Harga Emas Dunia Menyeruak Naik Tinggi

Penulis: Darmansyah

Selasa, 3 April 2018 | 08:29 WIB

Dibaca: 1 kali

Harga emas dunia hari ini, Selasa, 03 April, kembali menyeruak lewat kenaikan sebesar satu persen karena di picu oleh ketegangan perdagangan Amerika serikat – China.

“Harga emas naik lebih dari satu persen pada perdagangan Senin. Pelemahan dolar Amerika Serikat  menjadi penyebab kenaikan harga emas,” tulis laman “bloomberg,” pagi ini, Kamis WIB..

Selain itu, langkah China yang menaikkan tarif bea masuk produk impor AS mendorong peningkatan ketegangan perdagangan global sehingga mendorong investor mengoleksi aset safe haven.

Harga emas di pasar spot naik satu koma empat persen per ons  waktu London.

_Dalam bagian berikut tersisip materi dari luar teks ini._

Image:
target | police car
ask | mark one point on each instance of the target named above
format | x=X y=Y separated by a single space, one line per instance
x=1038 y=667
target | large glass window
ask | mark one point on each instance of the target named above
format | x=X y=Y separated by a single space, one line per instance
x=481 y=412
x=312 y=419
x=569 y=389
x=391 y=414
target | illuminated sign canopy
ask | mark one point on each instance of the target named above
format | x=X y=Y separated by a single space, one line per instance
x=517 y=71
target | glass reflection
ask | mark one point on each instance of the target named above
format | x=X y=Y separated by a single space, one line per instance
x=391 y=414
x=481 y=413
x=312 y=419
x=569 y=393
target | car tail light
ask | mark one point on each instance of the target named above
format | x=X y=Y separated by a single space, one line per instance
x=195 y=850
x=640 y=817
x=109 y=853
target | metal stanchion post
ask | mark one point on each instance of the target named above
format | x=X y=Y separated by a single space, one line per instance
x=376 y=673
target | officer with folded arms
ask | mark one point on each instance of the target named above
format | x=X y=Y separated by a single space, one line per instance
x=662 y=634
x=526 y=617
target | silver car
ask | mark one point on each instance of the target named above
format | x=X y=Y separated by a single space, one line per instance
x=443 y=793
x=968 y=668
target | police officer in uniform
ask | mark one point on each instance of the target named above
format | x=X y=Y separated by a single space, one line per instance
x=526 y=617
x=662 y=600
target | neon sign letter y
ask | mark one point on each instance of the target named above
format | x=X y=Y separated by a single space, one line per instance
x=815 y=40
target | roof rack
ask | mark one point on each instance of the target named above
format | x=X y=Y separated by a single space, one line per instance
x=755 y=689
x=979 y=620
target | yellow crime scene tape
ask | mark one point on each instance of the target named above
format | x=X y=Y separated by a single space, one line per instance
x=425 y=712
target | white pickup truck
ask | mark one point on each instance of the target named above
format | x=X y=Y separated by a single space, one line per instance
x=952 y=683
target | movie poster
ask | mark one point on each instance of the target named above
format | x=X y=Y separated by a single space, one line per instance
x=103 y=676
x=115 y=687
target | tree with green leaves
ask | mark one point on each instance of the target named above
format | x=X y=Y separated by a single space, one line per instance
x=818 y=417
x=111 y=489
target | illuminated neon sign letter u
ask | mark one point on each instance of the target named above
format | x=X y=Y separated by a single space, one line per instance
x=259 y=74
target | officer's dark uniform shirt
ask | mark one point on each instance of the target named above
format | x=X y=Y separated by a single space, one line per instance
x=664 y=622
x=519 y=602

Harga emas sempat menyentuh level  tertingginya.

Untuk emas emas berjangka AS pengiriman Juni  juga ditutup naik satu setengah persen

“Peningkatan ketegangan geopolitik karena China melakukan aksi pembalasan terhadap AS mendukung harga emas,” kata Jeff Klearman, manajer portofolio di GraniteShares.

Emas sering digunakan sebagai aset pelindung selama masa ketidakpastian keuangan atau politik.

China mengumumkan tarif impor barang hingga dua puluh lima persen dari Amerika Serikat.

China mengenakan tarif baru untuk  seratus dua puluh delapan produk termasuk daging, buah, dan produk dari ritel Amerika Serikat

Langkah ini sebagai respons atas AS mengenakan tarif impor baru untuk aluminium dan baja AS.

Adapun pengenaan tarif impor barang dari AS tersebut dapat mencapai tiga miliar dolar

Hal itu meningkatkan kekhawatiran potensi perang dagang antara AS dan China.

Kementerian Perdagangan China menyatakan menangguhkan kewajibannya kepada Organisasi Perdagangan Dunia atau World Trade Organization untuk mengurangi tarif atas seratus dua puluh barang AS termasuk buah.

Tarif untuk produk AS akan bertambah lima belas persen.

Adapun delapan produk termasuk daging bagi, juga kena tarif hingga dua puluh lima persen.

Pengenaan tarif baru itu mulai efektif pada  Senin kemarinl.

“Penangguhan China atas konsesi tarifnya adalah tindakan sah yang diadopsi di bawah aturan WTO untuk melindungi kepentingan China,” tulis Kementerian Keuangan China, seperti dikutip dari laman bloomberg.

China memberlakukan tarif tambahan di tengah meningkatnya ketegangan perdagangan antara Beijing dan Washington. Ini memicu ketegangan perdagangan antara China dan AS.

Sebelumnya, sepanjang pekan lalu, harga emas sempat tertekan akibat penguatan dollar

“Harga emas  dan perak kompak melemah hingga pertengahan perdagangan pekan lalu,” tulis Bloomberg.

Hal itu didorong penguatan indeks dolar Amerika Serikat dan aksi jual investor.

Sementara itu, bursa saham global sebagian besar tertekan usai indeks saham acuan di Amerika Serikat atau wall street tertekan.

Akan tetapi, pelemahan indeks saham di AS relatif tertahan. Hal itu dinilai dapat menjadi sentimen positif untuk pergerakan harga emas dan perak dalam jangka panjang.

Pasar juga dipengaruhi rilis data ekonomi AS.

Produk domestik bruto  AS tercatat naik menjadi dua koma sembilan persen.

Diperkirakan PDB AS tumbuh  dua koma tujuh persen.

Para ekonom optimistis pertumbuhan ekonomi AS di atas tiga persen pada tahun ini.

Hal ini didorong pemangkasan pajak perusahaan di AS sehingga perkuat ekonomi.

“Pasar dipengaruhi indeks dolar bergerak lebih tinggi. Indeks dolar AS cenderung volatile baru-baru ini tetapi tren jangka pendek tertekan. Sementara itu, harga minyak mentah Nymex tergelincir karena aksi ambil untung,” ujar Analis Kitco Jim Wycoff.

Ia menambahkan, secara teknis harga emas berjangka untuk pengiriman April sedikit unggul dalam jangka pendek.

Target kenaikan harga emas dapat terjadi dengan level resistance menembus USD 1.356 per ounce.

Sedangkan target penurunan harga emas dapat terjadi jika berada di bawah USD 1.300. Jadi level resistance harga emas di kisaran USD 1.330 dan kemudian USD 1.335.